Cosco Corp's3Q15 saw widened loss of S$82m, hit by cost overrun and impairment of trade receivables. Cosco is expected to remain in the red next year. Deferment and cancellation trend is worrying. Maintain HOLD on potential upside from parent's restructuring; TP S$0.42.
 
1Q16 revenues for Interplex grew 4% to US$234.8m despite weaker domestic demand in China and end-market demand for certain products. Net profit to shareholders nearly tripled to US$11.6m in 1Q16.  Both revenue and earnings for 1Q16 are in line with our expectations, at 24% and 26% of our FY16 forecasts respectively.  Maintain BUY on better earnings quality ahead, and lift TP to S$0.91 (Prev S$0.83) after rolling forward our earnings base to 7x blended FY16/17F PE.
 
Nam Cheong'sprofits at breakeven levels in 3Q15 as revenue recognition lags expectations. Nam Cheong has no order wins since 1Q15; orderbook dwindling. Further deferment of built-to-stock programme likely, we cut FY15/16 earnings by 57%/46%. Maintain HOLD with lower TP of S$0.15 (Prev S$0.17).
 
Fragrance Grouphas entered into a sale and purchase agreement to acquire 28.89% stake in LCD Global Investments Ltd (LCD) for S$74.2m cash.
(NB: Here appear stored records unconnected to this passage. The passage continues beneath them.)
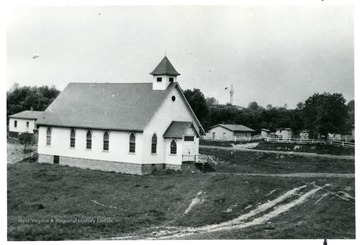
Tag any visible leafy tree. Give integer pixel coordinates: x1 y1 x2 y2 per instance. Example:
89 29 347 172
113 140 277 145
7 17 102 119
303 93 349 139
19 132 33 153
184 88 209 128
347 100 355 127
6 84 60 116
248 101 259 111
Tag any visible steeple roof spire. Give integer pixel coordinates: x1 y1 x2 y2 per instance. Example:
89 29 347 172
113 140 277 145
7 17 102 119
150 56 180 76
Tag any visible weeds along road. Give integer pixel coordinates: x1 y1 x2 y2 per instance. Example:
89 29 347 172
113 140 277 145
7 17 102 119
200 145 355 160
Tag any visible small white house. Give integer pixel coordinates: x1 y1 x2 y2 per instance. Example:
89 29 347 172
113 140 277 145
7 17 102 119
275 128 292 139
300 129 310 140
261 128 271 138
37 57 204 175
208 124 255 141
9 110 43 137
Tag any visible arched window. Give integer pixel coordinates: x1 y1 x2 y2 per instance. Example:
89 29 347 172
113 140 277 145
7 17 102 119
86 130 92 149
103 131 109 151
129 133 135 153
46 128 51 145
151 134 157 153
70 129 75 147
170 140 176 154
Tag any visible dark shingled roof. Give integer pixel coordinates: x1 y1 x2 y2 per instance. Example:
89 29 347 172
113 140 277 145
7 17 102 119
163 121 197 139
37 83 177 131
150 56 180 76
211 124 255 132
9 111 44 120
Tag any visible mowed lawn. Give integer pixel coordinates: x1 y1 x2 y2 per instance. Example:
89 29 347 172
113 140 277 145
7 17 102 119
7 148 355 240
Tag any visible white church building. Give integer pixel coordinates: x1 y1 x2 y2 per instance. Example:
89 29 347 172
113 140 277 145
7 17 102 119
37 56 204 175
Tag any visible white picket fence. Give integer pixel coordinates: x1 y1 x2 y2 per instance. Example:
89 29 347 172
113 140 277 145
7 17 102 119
265 138 355 148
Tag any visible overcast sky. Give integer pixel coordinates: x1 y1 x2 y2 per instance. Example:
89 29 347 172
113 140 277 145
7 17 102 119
6 1 354 108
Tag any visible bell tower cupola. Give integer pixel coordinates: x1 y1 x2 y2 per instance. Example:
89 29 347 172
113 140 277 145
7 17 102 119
150 56 180 90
LCD is listed on the Main Board of the SGX-ST. Currently, the LCD Group has a presence in Asia and the United Kingdom and its portfolio of businesses includes owning and/or managing high-end hotels and serviced residences, and providing real estate consultancy services.

NauticAWT has been awarded a S$3.5m detailed engineering contract for the design of living quarters for an offshore platform from SMOE, a subsidiary of SembCorp Marine.
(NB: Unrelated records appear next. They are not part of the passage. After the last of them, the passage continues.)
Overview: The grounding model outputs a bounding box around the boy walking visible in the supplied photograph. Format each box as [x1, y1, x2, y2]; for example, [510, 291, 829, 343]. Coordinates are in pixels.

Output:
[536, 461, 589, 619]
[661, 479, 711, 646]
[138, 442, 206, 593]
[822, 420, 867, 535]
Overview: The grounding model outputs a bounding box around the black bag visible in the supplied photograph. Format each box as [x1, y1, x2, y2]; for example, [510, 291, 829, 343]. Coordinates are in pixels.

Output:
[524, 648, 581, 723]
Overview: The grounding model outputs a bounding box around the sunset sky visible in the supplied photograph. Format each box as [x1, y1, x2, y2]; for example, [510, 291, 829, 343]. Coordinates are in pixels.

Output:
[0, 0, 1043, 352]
Non-oil domestic exports (NODX) in Singapore resumed their slide in October after two months of decline, as a decline in electronic shipments outweighed the increase on the non-electronic side. On a year-on-year basis, NODX shrank 0.5% last month, reversing from their brief 0.3% rise in September, and resuming the declines seen in July and August. And on a month-on-month seasonally adjusted basis, NODX rose by 1.1% from September. Total exports of electronic goods fell 3.2% in October, in contrast to the 5.7% rise in the previous month. Non-electronic shipments grew by 0.7% last month, after a 1.9% decline in September, led by pharmaceuticals (+44.6%), non-electric engines & motors (+192.2%) and aircraft parts (+29.1%). 

Developers in Singapore sold 546 private non-landed homes in October, which represented a 60% rise from 341 in September, according to the Urban Redevelopment Authority (URA). The launch of two projects during the last weekend of the month - Principal Garden at Prince Charles Crescent and Thomson Impressions at Lorong Puntong - gave the October sales tally a shot in the arm as they made up 35.3 per cent of the month's new sales. Including executive condominiums (ECs), developers sold a total of 822 units in October, up 31% from 629 units in September. CDL's EC project The Criterion in Yishun started selling from Oct 10, with 41 EC units sold in the month at a median price of S$805 psf.
 
US stocks rebounded yesterday as investors are hopeful that any fallout from Friday's terrorist attacks in Paris will only have a limited economic impact. STI's intra-day rebound off 2890 yesterday is in line with our near-term view. Stocks are expected to start the session higher on the back of the overnight rise on Wall Street; near-term upside for the STI should be capped at the 2950-75.